Speaking with reporters after a meeting of his cabinet, Mr. Martin said — even though he has agreed to call an election within 30 days of the Feb. 1 release of the final report on the sponsorship scandal — that rules of parliament and traditions and common sense all dictate that he cannot accede to the Opposition parties' demands.
OK, a couple of points first. Gemery I was delayed by over a month so it wouldn't be all that surprising if Gomery II is released late as well meaning it'd be released in March or April. Since the PM has 30 days to call an election and 33 days minimum are required for an election campaign, that could put the election off until May or June.

I love the reasoning of the Prime Minister of why he's sensible and the opposition isn't:
But the rules of Parliament and our traditions and common sense, you know, dictate that, in fact, you either have the confidence of the House or you do not have the confidence of the House, and there's no grey zone."
It's certainly not that black and white. There is nothing that prevents the Prime Minister from asceding to the majority of House which would be to have an election after Christmas but sooner that he would've rather had it. I'll quote Bill Blaikie, NDP member for Elmwood-Transcona (from Hansard on Nov.14, 2005):
Mr. Speaker, one of the other principles of Parliament is that the government should respect the will of Parliament, especially in a minority situation.

If the Prime Minister has the right to say when the election should be, Parliament has the right to say when the election should be and we all have the right to say when the election should be by mutual consent.

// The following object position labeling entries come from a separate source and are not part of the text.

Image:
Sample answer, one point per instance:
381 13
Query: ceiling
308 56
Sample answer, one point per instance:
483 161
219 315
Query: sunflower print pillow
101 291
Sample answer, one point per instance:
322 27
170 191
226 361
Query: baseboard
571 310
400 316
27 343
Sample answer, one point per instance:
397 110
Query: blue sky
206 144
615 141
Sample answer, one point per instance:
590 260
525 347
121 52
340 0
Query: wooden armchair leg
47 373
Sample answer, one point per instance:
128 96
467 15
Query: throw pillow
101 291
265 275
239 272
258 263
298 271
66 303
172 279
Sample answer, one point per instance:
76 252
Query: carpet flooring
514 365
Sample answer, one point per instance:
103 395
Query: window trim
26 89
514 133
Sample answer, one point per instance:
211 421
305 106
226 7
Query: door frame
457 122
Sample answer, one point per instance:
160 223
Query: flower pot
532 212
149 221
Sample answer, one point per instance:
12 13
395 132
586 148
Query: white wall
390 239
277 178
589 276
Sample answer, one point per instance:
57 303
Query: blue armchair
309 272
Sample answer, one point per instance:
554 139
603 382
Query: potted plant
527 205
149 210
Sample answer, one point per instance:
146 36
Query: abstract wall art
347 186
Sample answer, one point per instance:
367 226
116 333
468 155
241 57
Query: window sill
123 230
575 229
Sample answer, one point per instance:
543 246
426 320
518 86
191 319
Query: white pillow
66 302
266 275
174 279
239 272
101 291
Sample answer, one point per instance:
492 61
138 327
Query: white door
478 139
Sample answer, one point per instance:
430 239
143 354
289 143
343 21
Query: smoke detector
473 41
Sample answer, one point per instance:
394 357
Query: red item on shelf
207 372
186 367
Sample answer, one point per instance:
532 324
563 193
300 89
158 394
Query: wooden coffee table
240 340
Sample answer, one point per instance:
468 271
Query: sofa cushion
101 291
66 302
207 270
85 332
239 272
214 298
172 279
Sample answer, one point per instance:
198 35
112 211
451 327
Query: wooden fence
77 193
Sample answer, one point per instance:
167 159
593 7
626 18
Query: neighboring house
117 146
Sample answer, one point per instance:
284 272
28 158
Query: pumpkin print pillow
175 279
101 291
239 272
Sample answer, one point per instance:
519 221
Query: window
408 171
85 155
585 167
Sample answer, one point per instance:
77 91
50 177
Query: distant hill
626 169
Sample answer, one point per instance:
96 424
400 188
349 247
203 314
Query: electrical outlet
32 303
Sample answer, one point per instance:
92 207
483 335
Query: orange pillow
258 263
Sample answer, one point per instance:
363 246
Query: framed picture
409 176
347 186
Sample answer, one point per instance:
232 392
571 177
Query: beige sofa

There is somebody who says that he is against the democratic deficit. Have him stand and say why he would reject the will of Parliament and put the interest of his own party first.
I'm going to be helping my party in this election and I really don't want a Christmas campaign. Slugging through the snow to do canvassing doesn't sound much like fun to me. I'm sure the Liberals don't want one either, seeing as how less than 100 of their candidates have been chosen.

Jack Layton puts forward his motion Thursday.